2019-12-05
alexandre gonçalves - palmela
AAAR QUÊ?
Caro Aventino
Claro! Dias em BRANCO. Memórias vazias. A teoria da redoma acautelou sempre a nossa insolente virgindade. Tudo nos passou ligeiramente ao lado. Nem uma palavra para quem alimentou utopias transformadoras. Passámos pelos anos sessenta como anjos intocáveis. Passámos por abril, como se estivéssemos pedrados de sono. Realizámos na perfeição o poema da Natália. Hoje somos anciãos de fraca extracção, sem termos sido jovens. Sem um erro que nos exprimisse. Em tempos, tínhamos a desculpa de estar sequestrados. Depois de estarmos em autogestão, a nossa força cultural, o ímpeto da nossa intervenção não ultrapassa o patamar do feicebuqismo, essa poderosa máquina de comunicação. Na singeleza de um só conceito, duas poderosas vertentes: o exercício público da caridade cristã, e simultaneamente a devassa metódica da vida alheia.
Vem isto a propósito de José Mário Branco. Habituámo-nos desde meninos a não ouvir as vozes que nos diziam. Nem a suspeita nos ocorria de que as houvesse. Foram José Mário Branco e Natália Correia que reclamaram para o seu tempo, que era também o nosso, os "cornos"para espetar no destino que nos esperava aos vinte anos.

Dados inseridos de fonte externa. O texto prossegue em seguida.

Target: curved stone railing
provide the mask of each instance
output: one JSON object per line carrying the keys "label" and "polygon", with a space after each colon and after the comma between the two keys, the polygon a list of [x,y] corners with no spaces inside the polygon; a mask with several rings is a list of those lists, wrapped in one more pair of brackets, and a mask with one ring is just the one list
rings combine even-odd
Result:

Só um breve apontamentos da Natália, que Zé Mário vestiu de fúria sonora.
Dão-nos a honra de manequim
Para dar corda à nossa ausência.
Dão-nos o prémio de ser assim
Sem pecado e sem inocência.
...............................................
Penteiam-nos os crâneos ermos
Com as cabeleiras dos avós
Para jamais nos parecermos
Connosco quando estamos sós.
.................................................

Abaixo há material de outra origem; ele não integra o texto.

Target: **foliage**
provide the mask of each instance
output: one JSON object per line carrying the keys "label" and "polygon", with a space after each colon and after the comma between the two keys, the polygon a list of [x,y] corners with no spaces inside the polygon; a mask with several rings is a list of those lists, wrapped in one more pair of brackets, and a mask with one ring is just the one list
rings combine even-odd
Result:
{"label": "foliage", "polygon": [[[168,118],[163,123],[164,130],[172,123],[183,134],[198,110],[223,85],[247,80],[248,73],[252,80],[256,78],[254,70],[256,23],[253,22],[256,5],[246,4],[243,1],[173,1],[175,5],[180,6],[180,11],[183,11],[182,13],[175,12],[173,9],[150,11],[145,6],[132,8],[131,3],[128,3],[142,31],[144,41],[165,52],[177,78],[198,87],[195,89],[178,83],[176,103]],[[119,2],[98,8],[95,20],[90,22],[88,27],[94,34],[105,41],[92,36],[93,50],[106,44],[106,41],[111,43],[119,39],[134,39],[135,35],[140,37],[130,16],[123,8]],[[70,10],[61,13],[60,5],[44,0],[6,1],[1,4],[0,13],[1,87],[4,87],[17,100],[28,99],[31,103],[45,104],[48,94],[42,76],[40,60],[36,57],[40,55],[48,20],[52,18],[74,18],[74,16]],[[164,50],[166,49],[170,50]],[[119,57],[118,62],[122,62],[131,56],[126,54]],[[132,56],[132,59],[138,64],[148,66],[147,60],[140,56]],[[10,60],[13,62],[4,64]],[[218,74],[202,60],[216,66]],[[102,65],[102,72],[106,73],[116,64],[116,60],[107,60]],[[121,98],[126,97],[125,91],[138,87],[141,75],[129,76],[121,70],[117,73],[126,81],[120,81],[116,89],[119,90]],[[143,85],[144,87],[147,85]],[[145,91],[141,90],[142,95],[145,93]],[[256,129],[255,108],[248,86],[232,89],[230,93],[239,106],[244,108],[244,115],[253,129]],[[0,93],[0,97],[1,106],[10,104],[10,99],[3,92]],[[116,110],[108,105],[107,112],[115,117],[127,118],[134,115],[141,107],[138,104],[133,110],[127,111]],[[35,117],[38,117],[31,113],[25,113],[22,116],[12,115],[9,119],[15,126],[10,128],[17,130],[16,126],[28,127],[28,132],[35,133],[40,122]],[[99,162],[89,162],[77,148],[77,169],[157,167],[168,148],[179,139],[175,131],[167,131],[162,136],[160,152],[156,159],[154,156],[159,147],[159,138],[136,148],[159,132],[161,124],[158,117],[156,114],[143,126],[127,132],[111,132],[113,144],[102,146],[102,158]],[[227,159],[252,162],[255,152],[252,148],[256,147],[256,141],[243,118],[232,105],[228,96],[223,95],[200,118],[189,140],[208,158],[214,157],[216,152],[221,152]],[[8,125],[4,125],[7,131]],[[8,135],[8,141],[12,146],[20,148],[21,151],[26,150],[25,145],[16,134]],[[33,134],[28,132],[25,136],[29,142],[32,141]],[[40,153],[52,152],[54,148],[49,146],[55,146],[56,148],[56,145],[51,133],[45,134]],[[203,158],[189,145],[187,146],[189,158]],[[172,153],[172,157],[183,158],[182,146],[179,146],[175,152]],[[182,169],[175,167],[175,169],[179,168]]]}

Dão-nos um nome e um jornal,
Um avião e um violino.
Mas não nos dão o animal
Que espeta os cornos no destino.
Parabéns, Aventino, pelo exercício atento duma escrita que nos iliba, de algum modo, dessa distracção cultural. Perguntaram-me que associação era a nossa e que objectivos a justificavam. Expliquei as iniciais e referi algumas actividades interessantes. Temos algum jeito para nos sentarmos à mesa. Nas libações não somos dos piores. Não deixamos o sustento por conta alheia. O resto vem documentado no poema "Queixa das Almas Jovens Censuradas" de Natália Correia.